Prématuré dit la ministre
Du côté de la ministre bruxelloise de l’Environnement Evelyne Huytebroeck.... on s’étonne. « Belgacom avait déjà dit qu’il y aurait des problèmes pour installer le 3G, il n’y en a pas eu. Alors venir dire que les normes en vigueur ne permettront pas la mise en place du réseau 4G, c’est prématuré. Surtout que nous n’avons encore reçu aucun chiffe, ni aucune précision venant appuyer ce point de vue ».

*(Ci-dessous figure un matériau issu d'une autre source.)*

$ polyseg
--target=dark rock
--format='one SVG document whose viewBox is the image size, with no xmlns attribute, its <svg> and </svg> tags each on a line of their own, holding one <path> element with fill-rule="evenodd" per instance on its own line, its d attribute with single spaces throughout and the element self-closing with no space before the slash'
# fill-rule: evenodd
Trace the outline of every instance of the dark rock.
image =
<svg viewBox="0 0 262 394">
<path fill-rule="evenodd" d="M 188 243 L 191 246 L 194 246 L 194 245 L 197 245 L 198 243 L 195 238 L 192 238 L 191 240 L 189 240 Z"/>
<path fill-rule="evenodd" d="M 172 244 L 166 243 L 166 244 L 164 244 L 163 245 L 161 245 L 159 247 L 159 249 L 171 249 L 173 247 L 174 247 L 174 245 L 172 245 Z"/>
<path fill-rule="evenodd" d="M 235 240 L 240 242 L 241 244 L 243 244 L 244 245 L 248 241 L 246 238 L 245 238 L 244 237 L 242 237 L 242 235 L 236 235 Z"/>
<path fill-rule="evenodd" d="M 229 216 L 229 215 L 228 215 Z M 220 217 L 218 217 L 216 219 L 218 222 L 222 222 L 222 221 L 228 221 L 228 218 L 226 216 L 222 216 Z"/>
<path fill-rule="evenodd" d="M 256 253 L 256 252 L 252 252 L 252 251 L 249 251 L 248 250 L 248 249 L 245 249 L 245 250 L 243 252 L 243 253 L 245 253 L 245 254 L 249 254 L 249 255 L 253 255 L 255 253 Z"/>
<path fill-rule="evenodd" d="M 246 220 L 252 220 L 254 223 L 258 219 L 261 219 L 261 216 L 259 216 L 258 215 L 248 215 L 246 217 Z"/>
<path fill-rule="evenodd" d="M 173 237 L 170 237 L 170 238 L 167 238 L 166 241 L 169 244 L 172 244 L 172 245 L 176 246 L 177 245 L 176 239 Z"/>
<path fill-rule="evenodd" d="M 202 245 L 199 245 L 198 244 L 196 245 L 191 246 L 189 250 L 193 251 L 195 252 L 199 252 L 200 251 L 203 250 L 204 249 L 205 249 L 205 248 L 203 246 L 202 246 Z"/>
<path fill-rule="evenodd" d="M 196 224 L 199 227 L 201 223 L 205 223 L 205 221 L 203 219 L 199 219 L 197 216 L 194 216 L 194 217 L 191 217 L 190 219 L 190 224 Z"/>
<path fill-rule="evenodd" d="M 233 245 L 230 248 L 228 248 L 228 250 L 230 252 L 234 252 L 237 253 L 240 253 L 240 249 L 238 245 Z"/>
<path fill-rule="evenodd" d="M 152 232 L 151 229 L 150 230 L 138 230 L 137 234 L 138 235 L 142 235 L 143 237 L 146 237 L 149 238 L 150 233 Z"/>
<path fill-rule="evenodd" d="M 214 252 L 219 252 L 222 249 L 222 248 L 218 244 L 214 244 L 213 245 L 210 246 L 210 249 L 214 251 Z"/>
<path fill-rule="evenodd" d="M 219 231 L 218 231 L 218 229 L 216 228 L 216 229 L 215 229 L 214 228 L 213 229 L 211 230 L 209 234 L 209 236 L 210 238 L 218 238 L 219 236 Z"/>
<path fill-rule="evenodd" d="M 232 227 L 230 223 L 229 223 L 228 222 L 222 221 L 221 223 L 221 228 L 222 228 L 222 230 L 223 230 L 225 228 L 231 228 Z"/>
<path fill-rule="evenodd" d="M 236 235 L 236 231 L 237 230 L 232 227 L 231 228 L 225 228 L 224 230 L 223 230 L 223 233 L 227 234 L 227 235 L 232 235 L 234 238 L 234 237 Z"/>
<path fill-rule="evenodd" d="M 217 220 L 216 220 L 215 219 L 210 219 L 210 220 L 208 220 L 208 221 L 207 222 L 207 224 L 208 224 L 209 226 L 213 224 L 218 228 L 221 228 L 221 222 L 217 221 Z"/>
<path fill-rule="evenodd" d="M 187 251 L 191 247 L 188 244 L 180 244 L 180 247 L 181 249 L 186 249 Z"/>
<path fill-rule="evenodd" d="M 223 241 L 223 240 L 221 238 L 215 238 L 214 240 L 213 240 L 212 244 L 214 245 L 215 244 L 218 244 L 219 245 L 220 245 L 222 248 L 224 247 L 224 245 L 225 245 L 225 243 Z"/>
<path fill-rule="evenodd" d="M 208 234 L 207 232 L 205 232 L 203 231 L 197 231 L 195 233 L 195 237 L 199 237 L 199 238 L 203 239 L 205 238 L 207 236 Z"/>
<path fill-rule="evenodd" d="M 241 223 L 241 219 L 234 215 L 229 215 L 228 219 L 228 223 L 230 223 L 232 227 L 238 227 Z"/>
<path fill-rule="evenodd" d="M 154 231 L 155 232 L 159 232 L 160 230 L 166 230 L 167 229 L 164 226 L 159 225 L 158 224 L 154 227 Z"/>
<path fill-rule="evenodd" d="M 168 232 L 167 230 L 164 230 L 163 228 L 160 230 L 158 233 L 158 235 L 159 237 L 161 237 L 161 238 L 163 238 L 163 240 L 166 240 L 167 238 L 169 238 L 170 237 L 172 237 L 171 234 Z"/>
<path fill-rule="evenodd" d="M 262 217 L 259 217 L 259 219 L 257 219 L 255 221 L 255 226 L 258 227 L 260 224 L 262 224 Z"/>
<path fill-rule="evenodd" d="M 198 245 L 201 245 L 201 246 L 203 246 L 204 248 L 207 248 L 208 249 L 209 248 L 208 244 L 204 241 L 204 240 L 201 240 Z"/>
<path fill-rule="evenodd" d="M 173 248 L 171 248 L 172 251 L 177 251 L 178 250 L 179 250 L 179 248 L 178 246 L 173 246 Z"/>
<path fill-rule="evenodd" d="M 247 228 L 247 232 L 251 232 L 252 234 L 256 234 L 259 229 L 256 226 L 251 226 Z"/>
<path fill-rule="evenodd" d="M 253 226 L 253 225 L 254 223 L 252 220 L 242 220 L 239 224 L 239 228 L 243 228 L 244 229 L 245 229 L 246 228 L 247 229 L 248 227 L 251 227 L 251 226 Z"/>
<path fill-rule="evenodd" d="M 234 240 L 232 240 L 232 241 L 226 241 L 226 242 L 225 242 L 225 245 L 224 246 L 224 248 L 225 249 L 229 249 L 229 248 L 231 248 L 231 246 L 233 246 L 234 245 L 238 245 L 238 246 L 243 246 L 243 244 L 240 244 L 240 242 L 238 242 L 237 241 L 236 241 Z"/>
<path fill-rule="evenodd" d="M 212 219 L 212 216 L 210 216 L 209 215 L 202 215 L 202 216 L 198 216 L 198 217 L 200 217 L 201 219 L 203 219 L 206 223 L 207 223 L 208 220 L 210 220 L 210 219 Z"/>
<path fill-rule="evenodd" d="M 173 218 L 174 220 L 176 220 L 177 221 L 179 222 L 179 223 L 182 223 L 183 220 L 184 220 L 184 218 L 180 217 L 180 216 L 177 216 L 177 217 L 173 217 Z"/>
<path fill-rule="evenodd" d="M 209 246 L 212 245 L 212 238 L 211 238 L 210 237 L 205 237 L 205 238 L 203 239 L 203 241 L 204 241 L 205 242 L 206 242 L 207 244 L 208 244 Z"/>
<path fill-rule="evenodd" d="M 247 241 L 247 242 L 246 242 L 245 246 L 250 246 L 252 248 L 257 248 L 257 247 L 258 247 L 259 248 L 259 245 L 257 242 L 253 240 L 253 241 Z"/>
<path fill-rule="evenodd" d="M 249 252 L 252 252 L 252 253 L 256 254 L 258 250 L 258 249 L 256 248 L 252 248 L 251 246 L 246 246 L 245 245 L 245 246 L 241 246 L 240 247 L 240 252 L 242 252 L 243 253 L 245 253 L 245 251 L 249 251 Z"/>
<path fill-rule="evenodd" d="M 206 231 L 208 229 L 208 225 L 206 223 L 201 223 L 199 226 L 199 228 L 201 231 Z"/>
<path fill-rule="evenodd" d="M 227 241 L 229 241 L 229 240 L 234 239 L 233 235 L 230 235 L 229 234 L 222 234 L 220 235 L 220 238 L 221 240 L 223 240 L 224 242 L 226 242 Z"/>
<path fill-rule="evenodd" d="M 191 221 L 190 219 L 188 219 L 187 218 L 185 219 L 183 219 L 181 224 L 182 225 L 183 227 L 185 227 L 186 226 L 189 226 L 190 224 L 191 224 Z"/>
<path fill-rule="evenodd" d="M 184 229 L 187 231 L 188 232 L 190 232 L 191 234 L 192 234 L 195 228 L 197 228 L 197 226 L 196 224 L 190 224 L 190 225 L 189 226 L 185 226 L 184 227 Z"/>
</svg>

Elle demande donc aux opérateurs de mobilophonie de fournir des données chiffrées démontrant que la norme régionale de 3 Volts/mètre à respecter pour les ondes émises par les antennes de GSM empêche l'émergence à Bruxelles d'un réseau 4G
Le gouvernement bruxellois limite la puissance des antennes GSM dans la capitale à 3 volts par mètre. Mesure prise en vertu du principe de précaution et dans une volonté de ménager les intérêts économiques (développement d’un réseau qui fonctionne) et les intérêts de santé publique. L’impact des ondes gsm sur l’organisme n’est pas encore clairement déterminé.
Lobbying ?
Belgacom n’est pas le seul opérateur à dire que les normes bruxelloises sont trop strictes. Mais qui faut-il croire ? Est vraiment un obstacle majeur au développement d’un réseau 4G à Bruxelles ? Ou est-ce une manière pour les opérateurs de faire pression sur les autorités ? Difficile de répondre à cette question pour l’instant.
En attendant, Belgacom compte améliorer la performance de son réseau 3G.